Rephrased: only criminals can register handguns in DC now. Mr. Heller is not a criminal, and unless he becomes one he cannot register anything.
 
I do not understand why you need to transfer a gun to yourself, through an FFL, if you lawfully purchased the gun while the resident of another state.
 
I do not understand why you need to transfer a gun to yourself, through an FFL, if you lawfully purchased the gun while the resident of another state.

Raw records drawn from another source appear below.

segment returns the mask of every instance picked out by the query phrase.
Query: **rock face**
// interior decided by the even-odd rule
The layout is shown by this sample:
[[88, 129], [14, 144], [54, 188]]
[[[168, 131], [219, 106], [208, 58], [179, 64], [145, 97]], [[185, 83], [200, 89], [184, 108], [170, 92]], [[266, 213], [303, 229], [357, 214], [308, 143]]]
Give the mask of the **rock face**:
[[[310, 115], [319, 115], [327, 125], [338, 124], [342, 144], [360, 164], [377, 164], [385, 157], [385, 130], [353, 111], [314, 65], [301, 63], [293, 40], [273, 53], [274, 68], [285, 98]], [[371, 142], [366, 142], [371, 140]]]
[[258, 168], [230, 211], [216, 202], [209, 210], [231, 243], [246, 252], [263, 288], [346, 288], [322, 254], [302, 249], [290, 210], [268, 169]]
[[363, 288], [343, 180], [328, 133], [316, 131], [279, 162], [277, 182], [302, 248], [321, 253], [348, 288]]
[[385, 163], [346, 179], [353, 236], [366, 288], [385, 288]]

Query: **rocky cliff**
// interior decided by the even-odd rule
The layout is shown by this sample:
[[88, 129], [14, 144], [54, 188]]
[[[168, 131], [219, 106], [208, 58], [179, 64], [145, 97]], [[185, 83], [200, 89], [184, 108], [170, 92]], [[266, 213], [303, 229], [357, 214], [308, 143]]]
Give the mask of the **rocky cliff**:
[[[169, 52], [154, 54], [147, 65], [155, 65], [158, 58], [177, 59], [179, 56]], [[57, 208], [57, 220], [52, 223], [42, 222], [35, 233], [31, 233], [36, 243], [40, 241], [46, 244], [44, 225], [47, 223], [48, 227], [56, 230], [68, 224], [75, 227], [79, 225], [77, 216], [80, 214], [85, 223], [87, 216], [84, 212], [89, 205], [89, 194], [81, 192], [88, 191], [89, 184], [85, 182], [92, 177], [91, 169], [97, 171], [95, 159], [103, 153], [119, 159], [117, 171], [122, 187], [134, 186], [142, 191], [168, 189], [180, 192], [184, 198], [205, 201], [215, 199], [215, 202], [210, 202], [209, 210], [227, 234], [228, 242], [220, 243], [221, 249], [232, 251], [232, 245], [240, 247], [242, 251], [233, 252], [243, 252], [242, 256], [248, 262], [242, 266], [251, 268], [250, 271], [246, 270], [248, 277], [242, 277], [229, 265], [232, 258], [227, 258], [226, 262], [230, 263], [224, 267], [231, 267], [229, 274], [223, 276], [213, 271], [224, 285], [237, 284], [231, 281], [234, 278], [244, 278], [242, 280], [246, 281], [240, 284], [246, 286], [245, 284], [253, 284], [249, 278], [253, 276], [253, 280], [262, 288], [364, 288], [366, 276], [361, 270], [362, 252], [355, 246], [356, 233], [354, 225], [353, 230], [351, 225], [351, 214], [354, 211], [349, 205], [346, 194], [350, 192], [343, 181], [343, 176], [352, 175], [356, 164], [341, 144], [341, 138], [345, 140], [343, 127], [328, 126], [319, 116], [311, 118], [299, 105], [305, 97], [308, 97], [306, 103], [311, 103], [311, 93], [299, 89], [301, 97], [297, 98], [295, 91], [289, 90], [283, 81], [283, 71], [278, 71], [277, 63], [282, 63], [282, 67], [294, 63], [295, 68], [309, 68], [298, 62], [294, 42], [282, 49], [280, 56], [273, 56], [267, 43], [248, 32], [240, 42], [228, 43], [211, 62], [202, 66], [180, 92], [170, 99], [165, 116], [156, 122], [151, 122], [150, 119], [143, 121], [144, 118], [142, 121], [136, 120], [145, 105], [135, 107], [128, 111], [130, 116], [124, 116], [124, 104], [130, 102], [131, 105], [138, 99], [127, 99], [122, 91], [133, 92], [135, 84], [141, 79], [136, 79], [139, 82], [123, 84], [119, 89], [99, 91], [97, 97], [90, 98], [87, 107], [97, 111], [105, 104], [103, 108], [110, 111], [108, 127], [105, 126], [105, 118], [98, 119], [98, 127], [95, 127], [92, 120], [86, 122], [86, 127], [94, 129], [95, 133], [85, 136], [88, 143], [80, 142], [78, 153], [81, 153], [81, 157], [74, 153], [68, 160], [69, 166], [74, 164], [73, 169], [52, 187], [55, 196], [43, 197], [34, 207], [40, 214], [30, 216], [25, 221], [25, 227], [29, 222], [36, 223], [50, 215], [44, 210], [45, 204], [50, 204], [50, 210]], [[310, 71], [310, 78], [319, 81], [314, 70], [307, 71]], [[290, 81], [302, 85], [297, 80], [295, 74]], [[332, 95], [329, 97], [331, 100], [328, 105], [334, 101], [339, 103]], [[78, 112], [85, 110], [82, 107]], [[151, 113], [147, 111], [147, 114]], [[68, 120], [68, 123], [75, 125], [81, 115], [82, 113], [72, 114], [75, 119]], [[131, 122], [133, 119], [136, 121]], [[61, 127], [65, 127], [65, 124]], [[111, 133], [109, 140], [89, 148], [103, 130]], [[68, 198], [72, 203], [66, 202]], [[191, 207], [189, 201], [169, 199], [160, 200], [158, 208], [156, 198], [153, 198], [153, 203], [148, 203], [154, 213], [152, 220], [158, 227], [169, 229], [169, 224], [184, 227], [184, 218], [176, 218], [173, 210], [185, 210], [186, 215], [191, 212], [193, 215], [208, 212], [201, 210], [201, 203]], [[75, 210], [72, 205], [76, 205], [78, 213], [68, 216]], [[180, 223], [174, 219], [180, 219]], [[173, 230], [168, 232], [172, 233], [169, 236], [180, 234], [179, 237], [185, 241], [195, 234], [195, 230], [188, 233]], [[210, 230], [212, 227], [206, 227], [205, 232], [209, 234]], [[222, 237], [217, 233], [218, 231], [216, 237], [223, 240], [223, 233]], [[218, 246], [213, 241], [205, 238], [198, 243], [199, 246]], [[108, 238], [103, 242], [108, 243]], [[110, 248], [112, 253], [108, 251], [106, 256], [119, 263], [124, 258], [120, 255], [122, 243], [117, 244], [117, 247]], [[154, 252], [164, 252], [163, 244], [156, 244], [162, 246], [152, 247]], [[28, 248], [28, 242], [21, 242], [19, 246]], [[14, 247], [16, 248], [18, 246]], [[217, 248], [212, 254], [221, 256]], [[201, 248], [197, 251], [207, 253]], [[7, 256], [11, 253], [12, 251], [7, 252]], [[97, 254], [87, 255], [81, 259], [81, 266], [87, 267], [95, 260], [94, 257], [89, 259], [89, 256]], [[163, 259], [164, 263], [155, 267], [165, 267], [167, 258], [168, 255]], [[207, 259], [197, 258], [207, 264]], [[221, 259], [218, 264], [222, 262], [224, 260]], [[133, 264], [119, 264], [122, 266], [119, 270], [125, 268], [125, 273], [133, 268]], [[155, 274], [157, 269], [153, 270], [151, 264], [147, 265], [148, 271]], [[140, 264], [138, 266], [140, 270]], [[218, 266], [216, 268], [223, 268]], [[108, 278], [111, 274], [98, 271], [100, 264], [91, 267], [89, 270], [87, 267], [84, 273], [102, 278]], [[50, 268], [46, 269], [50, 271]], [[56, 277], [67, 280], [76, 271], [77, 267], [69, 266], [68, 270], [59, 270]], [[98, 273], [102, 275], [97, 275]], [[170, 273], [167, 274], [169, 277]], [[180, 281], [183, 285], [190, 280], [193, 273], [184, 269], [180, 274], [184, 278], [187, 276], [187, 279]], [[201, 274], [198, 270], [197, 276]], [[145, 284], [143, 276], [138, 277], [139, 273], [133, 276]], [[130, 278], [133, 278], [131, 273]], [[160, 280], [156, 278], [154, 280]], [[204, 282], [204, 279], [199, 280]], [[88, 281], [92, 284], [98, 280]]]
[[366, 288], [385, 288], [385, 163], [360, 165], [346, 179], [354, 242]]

You generally don't, at least if you are not in NY.
 
Like NY, you can't possess an unregistered gun in DC. Unlike anywhere else, DC requires you bring the gun to the registration office to get it registered ... which means you must break the law in order to follow it.
 
It's obvious that Alan Gura does not know what he's talking about. In The High Road alone I've read a great many analyses of the Heller case and reports of its aftermath but most of them don't say anything like what Mr. Gura said.
 
and once again, Robert Hairless

nails it:
"...In The High Road alone I've read a great many analyses of the Heller case and reports of its aftermath but most of them don't say anything like what Mr. Gura said."

Jim H.
 
Transporting your gun to the police station to have it registered is not breaking the law. The new law enacted this week includes a provision which allows someone to transport an unregistered firearm to the registration office. If you are bringing the gun from out of state you have to go directly to the registration office.
 
He can register a 9-shot revolver, but not an 8-shot semi-auto? Interesting. Each fire a single round with each pull of the trigger. Isn't the cylinder of a revolver technically an integral magazine?
Never mind that Fenty and the Council can have professional bodyguards carrying any weapon they see fit in order to protect themselves from criminal violence; plus an entire armed militia (the DC police force) with the ability to retaliate, search, apprehend and prosecute...ordinary citizens get squat.